Wednesday, 19 December 2012


General Accounting Procedures



Definition of Accounting Procedures

                

                       Accounting is no longer limited to debits and credits, and the old description of accountants as bean counters is certainly a myth. Accountants now play a significant role in modern economies, especially when it comes to setting adequate financial-reporting rules and procedures. Companies rely on these procedures to report accurate accounting statements.


Identification

    • An accounting-procedures handbook opens a pathway to understanding how a company runs its operations. Because procedures tell the tale of a company's operating activities, top executives spend considerable time ensuring that policies conform to laws and regulations. Specifically, accounting procedures concern how an organization records day-to-day transactions, prepares financial results and reports operating statements. Equally important, policies inform the public and investors about internal controls that are in place in key processes.
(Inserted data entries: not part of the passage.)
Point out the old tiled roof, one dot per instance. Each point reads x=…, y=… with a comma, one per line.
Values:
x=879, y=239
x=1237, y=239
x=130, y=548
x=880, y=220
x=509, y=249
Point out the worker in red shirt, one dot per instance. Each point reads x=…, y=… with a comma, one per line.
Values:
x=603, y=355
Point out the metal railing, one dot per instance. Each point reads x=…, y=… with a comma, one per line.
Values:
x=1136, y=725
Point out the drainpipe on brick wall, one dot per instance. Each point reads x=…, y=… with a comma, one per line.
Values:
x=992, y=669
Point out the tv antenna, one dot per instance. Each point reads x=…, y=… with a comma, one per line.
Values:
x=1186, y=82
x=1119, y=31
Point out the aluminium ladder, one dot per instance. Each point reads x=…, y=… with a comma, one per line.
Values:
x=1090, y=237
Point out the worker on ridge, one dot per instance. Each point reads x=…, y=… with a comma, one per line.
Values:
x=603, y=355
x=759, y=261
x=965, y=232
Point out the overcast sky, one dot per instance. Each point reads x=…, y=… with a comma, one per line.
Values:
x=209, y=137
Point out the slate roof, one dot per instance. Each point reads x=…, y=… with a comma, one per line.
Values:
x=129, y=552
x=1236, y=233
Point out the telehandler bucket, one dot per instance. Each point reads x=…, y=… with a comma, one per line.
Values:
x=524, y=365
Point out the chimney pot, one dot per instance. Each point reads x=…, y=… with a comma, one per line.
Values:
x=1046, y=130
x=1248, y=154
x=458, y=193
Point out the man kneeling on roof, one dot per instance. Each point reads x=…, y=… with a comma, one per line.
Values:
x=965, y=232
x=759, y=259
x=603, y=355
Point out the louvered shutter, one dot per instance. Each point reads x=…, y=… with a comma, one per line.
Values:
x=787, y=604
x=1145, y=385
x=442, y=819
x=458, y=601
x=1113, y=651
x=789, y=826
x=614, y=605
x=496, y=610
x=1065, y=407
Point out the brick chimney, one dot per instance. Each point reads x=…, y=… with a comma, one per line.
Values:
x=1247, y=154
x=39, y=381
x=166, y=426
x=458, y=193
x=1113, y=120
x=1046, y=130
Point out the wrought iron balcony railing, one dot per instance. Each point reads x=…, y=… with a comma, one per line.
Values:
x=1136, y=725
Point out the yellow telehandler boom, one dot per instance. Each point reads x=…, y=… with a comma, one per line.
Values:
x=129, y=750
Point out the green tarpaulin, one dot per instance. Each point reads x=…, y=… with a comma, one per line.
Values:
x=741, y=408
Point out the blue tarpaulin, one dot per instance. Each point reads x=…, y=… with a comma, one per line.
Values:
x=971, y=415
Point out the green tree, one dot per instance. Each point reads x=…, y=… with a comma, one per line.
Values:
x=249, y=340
Controls are instructions that an accounting department head establishes to prevent losses resulting from fraud, error or theft.

    Internal Controls

    • In the corporate context, top leadership understands that actions speak louder than words. Establishing procedures without the right operating environment may be an inadequate long-term strategy. Consequently, corporate executives draw up sound control strategies to rein in waste, monitor operating activities and ensure regulatory conformity. For example, a company's management may establish policies concerning the segregation of duties, periodic customer account reviews and the retention of accounting records. Segregation of duties ensures that a single employee doesn't perform two functions in the same accounting process  for instance, receiving customer payments and depositing checks at the bank.
    • In establishing accounting procedures, corporate management keeps a close eye on regulatory guidelines, industry practices and internal policies. The fact is, various organizations influence accounting policy-making in modern-day economies. In the U.S., the Securities and Exchange Commission and the Financial Accounting Standards Board provide recommendations concerning corporate accounting procedures. Conceptually, the Public Company Accounting Oversight Board and the American Institute of Certified Public Accountants also contribute to accounting rule-making. Government agencies, nonprofits and academic institutions pay attention to rules that the Federal Accounting Standards Advisory Board promulgates.

    Bookkeeping

    • Bookkeeping is at the heart of accounting. Also known as junior accountants, bookkeepers record a company's daily activities through debits and credits in financial accounts. These accounts include assets, liabilities, revenues, expenses and equity items. Assets are what a firm owns, including cash, customer receivables, land and inventory. Liabilities are corporate debts. Expenses include rent, labor charges, insurance and materials' costs. Revenues are earnings from sales of goods and services. Equity consists of a firm' s ownership capital.

    Financial Reporting

    • Financial reporting is integral to adequate accounting policy-making. An adequate bookkeeping-policy handbook does not translate into accurate financial results. To make sure accounting entries are accurate and financial reports in line with accounting rules, management adds a second layer of supervision. Departmental heads and segment chiefs review preliminary reports and work in tandem with a company's controller to ensure accuracy of final results. Financial data sets include balance sheets, income statements, cash flow statements and equity reports.


      Statutory accounting principles

      The Statutory Accounting Principles are a set of accounting rules for insurance companies set forth by the National Association of Insurance Commissioners. They are used to prepare the statutory financial statements of insurance companies. With minor state-by-state variations, they are the basis for state regulation of insurance company solvency throughout the United States.

      Financial Accounting Cycle


      The financial accounting cycle is the process of recording business transactions and processing accounting data to generate useful financial information i.e. financial statements including income statement, balance sheet, cash flow statement and statement of shareholders equity. The time period principle requires that a business should prepare its financial statements after a specified period of time, say a year, a quarter or on a monthly basis. This is achieved by following the accounting cycle during each period. Accounting Cycle starts from recording individual transactions in the books of accounting and ends at the preparation of financial statements and closing process.